An anthology of essays, poems and illustrations. Against the backdrop of the UN reminding us that women continue to be excluded from participating fully in science, we celebrate the International Day of Women and Girls in Science with “All We Can Save”, a collection of voices of women across generations, races, geography, and backgrounds.
“The climate crisis is not gender neutral” claim Dr. Ayana Elizabeth Johnson and Dr. Katharine K. Wilkinson, two women and climate leaders who know about science and care for the future of the planet.
In the anthology “All We Can Save. Truth, Courage, and Solutions for the Climate Crisis”, a collection of 41 essays, 17 poems, and original illustrations, they collect the voices of women across generations, races, geography, and backgrounds. Scientists, artists, journalists, policymakers, farmers, lawyers, teachers, activists, innovators, and designers: women who share knowledge and foresight that can transform societies and build a sustainable future.
The book, heralded as one of the 10 best science books of 2020 by Smithsonian magazine, adresses a present and future characterised by climate change, with the awareness that – as climate science highlights – some repercussions are already inevitable whilst focusing on not giving up on “what can be saved”.
The title of the book takes its inspiration from a poem by the feminist writer Adrienne Rich. “My heart is moved by all I cannot save” she wrote in 1977. “Our hearts are deeply moved by all we cannot save, but also by all that we still can, knowing that all we still can is very much dependant on a ‘we’ rather than an ‘I’” affirms Dr. Katharine Wilkinson, as she explains the story behind the book’s title. “We need TRUTH: both scientific facts and wide-open eyes about where we are. We need bold hearts and COURAGE to keep moving forward. And we need SOLUTIONS to re-create, rebuild, renew a world that is currently deeply out of step, at least in dominant society, with the living system of the planet.”
Dr. Katharine K. Wilkinson, PhD in geography and environment at the Univrsity of Oxford, is an author, strategist, and teacher, who was named as one of 15 “women who will save the world” by Time magazine. In editing the anthology, she paired with Dr. Ayana Elizabeth Johnson, PhD in marine biology from Scripps Institution of Oceanography in San Diego. Policy expert and writer, she is the founder and CEO of Ocean Collectiv, a consulting firm for conservation solutions grounded in social justice, and founder of Urban Ocean Lab, a think tank for the future of coastal cities.

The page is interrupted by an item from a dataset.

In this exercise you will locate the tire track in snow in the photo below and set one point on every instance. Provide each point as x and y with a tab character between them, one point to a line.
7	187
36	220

“When Katharine and I first started to think about what it would mean to gather women leading on climate, what it would mean to instigate and model the change that we wanted to see in the leadership of the climate movement, we found ourselves stuck in the trap of language around ‘war metaphors’. Are we ‘fighting climate change’? Are we ‘defeating’ it? All these metaphors are waging a war against, are building an army to take it down, and of course we are not at war with the atmosphere… Therefore, we thought very deeply about the power of words, and we have been referring to the transformation that we want to see as a feminist climate renaissance, as a rebirth, as a reimagining. Renaissance is not a revolution, it is not a resistance, it is a rebirth” explains Dr. Johnson.
“I often say…the best thing that you can do as an individual is to stop thinking of yourself as strictly an individual and start thinking of yourself as part of a collective. And, now, how do you want to operate as a part of that collective?” @MaryHeglar https://t.co/iEXzSUXKrv
— allwecansave (@allwecansave) February 10, 2021
From the writings collected in the anthology, the editors observed the emergence of peculiar characteristics of a feminine climate leadership rooted in compassion, connection, creativity, and collaboration, shared by many women and girls that are making contributions to climate action worldwide. They describe the climate crisis as a leadership crisis and encourage a transformational leadership, which they propose to be a feminine and feminist climate leadership.
The “feminist climate renaissance”, as they explain in the book, has a clear focus on making change, rather than being in charge, moving beyond competition and control. In the feminist climate renaissance, the climate crisis is addressed with the intention of healing systemic injustices. It integrates head and heart, scientific rigor with psychological and spiritual dimensions. And finally, there is the recognition that building community is a requisite foundation for building a better world.
The new leadership is open to people of any gender, but it must embrace the above mentioned stereotypically feminine characteristics to address climate change: “We must rebalance decision-making. We need everybody,” adds Johnson.
To foster this change, authors launched the All We Can Save Project, which builds communities for women engaged in the climate area, invests in learning and education, and offers direct financial support to women climate leaders.